Durée : 1h20 + Rencontre avec les artistes à l’issue de la représentation
— EHPAD (Étain) Ven. 15 mars Chez l’habitant (Lignières-sur-Aire) Sam. 16 mars 15h Chez l’habitant (Nicey-sur-Aire) Sam. 16 mars 19h Ferme de Chantraine (Dompcevrin) Dim. 17 mars 15h Chez l’habitant (Stenay) Jeu. 21 mars 20h30 Résidence autonomie (Hannonville) Ven. 22 mars 20h30
Sigrid Carré-Lecoindre, Margaux Eskenazi
Margaux Eskenazi et Sigrid Carré-Lecoindre nous font entrer dans l’univers de l’esthétique et du soin. Les deux artistes interrogent notre désir de bien-être jusqu’à nous emmener dans des lieux inattendus. Si Vénus avait su ou le monde méconnu des socio-esthéticiennes.

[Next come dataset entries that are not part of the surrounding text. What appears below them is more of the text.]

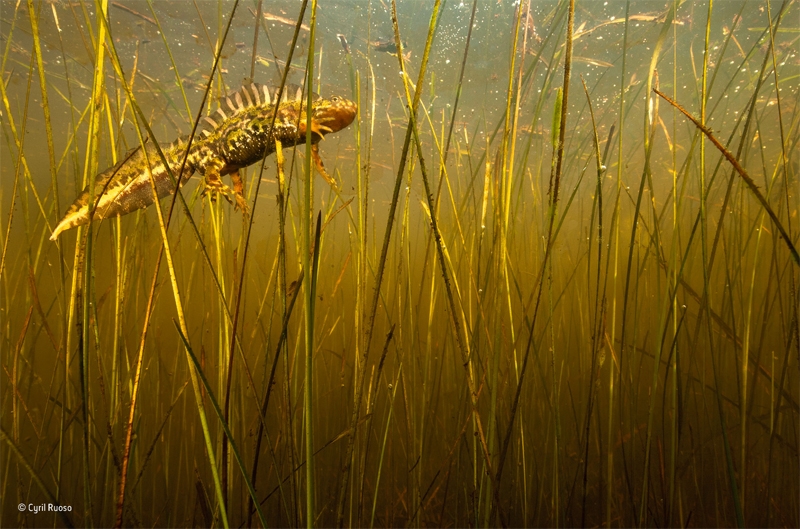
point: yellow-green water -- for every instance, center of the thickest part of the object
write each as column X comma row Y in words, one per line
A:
column 625, row 357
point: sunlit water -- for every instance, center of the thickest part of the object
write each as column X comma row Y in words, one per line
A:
column 659, row 384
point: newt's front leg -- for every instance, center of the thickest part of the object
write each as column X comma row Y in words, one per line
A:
column 212, row 183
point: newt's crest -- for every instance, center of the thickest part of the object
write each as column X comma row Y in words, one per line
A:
column 236, row 135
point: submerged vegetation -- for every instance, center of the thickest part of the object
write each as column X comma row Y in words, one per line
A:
column 553, row 280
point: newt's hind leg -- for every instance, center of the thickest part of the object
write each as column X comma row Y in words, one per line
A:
column 212, row 183
column 238, row 193
column 321, row 167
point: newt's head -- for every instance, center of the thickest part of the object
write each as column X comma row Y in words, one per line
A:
column 330, row 115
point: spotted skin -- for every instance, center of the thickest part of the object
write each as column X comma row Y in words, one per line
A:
column 232, row 138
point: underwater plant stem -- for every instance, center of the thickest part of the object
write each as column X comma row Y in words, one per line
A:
column 742, row 173
column 360, row 382
column 310, row 284
column 539, row 286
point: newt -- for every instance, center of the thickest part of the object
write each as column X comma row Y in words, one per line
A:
column 229, row 140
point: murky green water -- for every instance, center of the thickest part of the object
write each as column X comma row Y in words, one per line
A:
column 627, row 355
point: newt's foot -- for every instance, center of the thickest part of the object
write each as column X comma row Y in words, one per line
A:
column 241, row 203
column 321, row 167
column 214, row 188
column 238, row 193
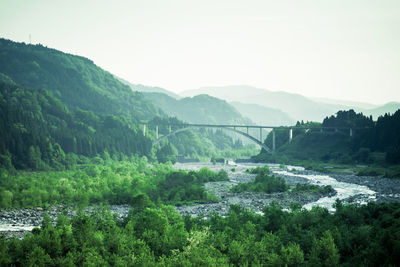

Que se passe-t-il dans l’intimité des cabines des instituts de beauté ? De quoi parle-t-on ? D’où vient ce désir de prendre soin de soi ? Il ne s’agit pas seulement d’ongles parfaits ou d’épilation. Une parole circule ; des confidences se disent ; un abandon se fait. Et cela ne concerne pas que les femmes… Si Vénus avait su de Margaux Eskenazi et Sigrid Carré-Lecoindre est né d’un long travail d’enquête sur plusieurs territoires dont celui de Verdun. Né de nombreux témoignages et de rencontres auprès de clientes et d’esthéticiennes, leur spectacle est généreux, émouvant et drôle. Leur approche déborde les espaces consacrés pour offrir un autre regard sur la beauté, en nous emmenant du côté des EHPAD, des centres d’oncologie ou d’hébergement d’urgence. En levant le voile sur les socioesthéticiennes, Si Vénus avait su révèle autant des corps à la marge qu’il raconte notre désir de dignité.